23- Ey Muhammed! Yine böyle biz senden önce de hangi memlekete bir uyarıcı göndermişsek, mutlaka oranın şımarık varlıklı kimseleri: "Biz babalarımızı bir din üzerinde bulduk, biz de onların izlerine uyarız." dediler.

24- Gönderilen uyarıcı; "Eğer size babalarınızı üzerinde bulduğunuz dinden daha doğrusunu getirmişsem de mi bana uymazsınız?" deyince, onlar: "Gerçekten biz sizin tebliğ için gönderildiğiniz şeyi tanımıyoruz." dediler.

25- Biz de onlardan intikam aldık. Bak peygamberleri yalanlayanların sonu nasıl oldu!

16- Ümmet, arkasına düşülecek bir topluluk veya tarikat, millet demektir.

Meâl-i Şerifi

26- Hani İbrahim babasına ve kavmine: "Gerçekten ben sizin taptığınız şeylerden uzağım.

27- Ben ancak beni yaratana taparım. Şüphesiz ki O, beni doğru yola iletecektir." dedi.

28- İbrahim, bu sözü, ardından gelecek olanlara devamlı kalacak bir miras olarak bıraktı ki, onlar doğru yola dönsünler.

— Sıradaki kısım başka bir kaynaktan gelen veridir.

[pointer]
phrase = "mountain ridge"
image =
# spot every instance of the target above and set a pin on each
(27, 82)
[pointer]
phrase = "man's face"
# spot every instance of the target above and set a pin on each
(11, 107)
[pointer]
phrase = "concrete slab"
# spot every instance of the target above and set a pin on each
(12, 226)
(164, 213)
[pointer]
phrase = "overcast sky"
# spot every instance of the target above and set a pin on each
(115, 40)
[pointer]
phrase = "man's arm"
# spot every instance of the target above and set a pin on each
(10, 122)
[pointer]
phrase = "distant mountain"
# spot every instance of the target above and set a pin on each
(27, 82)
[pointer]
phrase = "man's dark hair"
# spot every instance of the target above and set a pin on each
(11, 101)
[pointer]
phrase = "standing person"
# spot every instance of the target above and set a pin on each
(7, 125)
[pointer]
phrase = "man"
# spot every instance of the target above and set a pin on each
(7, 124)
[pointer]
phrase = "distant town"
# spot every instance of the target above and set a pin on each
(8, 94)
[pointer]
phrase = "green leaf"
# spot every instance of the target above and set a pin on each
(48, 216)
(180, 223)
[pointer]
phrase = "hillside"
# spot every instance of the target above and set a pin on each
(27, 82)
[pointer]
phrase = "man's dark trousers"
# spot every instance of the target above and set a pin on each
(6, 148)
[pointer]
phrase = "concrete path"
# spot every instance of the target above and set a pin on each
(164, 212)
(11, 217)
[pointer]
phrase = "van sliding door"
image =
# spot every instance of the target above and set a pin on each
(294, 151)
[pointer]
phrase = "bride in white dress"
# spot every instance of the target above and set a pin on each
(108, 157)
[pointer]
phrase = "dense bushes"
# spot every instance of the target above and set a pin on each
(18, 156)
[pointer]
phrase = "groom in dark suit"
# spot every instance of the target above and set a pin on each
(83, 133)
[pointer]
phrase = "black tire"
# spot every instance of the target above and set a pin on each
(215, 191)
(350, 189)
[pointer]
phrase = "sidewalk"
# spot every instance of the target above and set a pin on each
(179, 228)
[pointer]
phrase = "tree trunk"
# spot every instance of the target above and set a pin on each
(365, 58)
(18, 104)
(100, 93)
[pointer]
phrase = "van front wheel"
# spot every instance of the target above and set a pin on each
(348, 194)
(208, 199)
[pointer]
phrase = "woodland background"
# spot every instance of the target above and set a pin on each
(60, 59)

29- Doğrusu ben bunları da babalarını da kendilerine hak olan kitap ve gerçeği açıklayan bir peygamber gelinceye kadar faydalandırıp geçindirdim.

30- Kendilerine hak geldiği zaman onlar: "Bu bir büyüdür doğrusu biz onu tanımıyoruz." dediler.

31- Yine Onlar: "Bu Kur'an, şu iki şehirden bir büyük adama indirilmeli değil miydi?" dediler.

32- Ey Muhammed! Rabbinin rahmetini onlar mı taksim ediyorlar? Dünya hayatında onların geçimliklerini aralarında biz taksim ettik. Birbirlerine işlerini gördürsünler diye biz onların bir kısmını diğerlerinden derecelerle üstün kıldık. Rabbinin rahmeti onların biriktirdikleri şeylerden daha hayırlıdır.

33- Eğer insanlar küfre sapan bir ümmet haline gelmeyecek olsalardı, biz O Rahman olan Allah'ı inkâr eden kimselerin evlerine gümüşten tavanlar ve üzerine çıkacakları merdivenler yapardık.

34- Onların evleri için gümüşten kapılar, üzerine yaslanacakları koltuklar yapardık.

35- Daha nice altın ziynetler verirdik. Çünkü bunların bizce hiçbir kıymeti yoktur. Bütün bunlar dünya hayatının geçici menfaatinden başka bir şey değildir. Ahiret ise Rabbin katında takva sahipleri içindir.

17-25- Ümmet, arkasına düşülecek bir topluluk veya tarikat, millet demektir.

26-32- Ve Tevhid kelimesini İbrahim'in arkasında yani neslinde sürekli kalıcı bir kelime kıldı. "İbrahim bunu oğullarına da tavsiye etti, Yakub da." (Bakara, 2/132) Veya Allah o kelimeyi onun neslinde kararlı kıldı. Onun için onun çocukları arasında Allah'ı tevhid eden hiç eksik olmadı ki dönsünler, yani sapıklığa, şirke düşenler tevhide bağlı olanların uyarısı ile o kelimeye dönsünler. Fakat dönmediler. Şunlar, Resulullah (s.a.v)'a çağdaş olanlar, bunların arasında olan Kureyş ne olurdu bu Kur'an iki şehirden büyük bir adama indirilseydi dediler.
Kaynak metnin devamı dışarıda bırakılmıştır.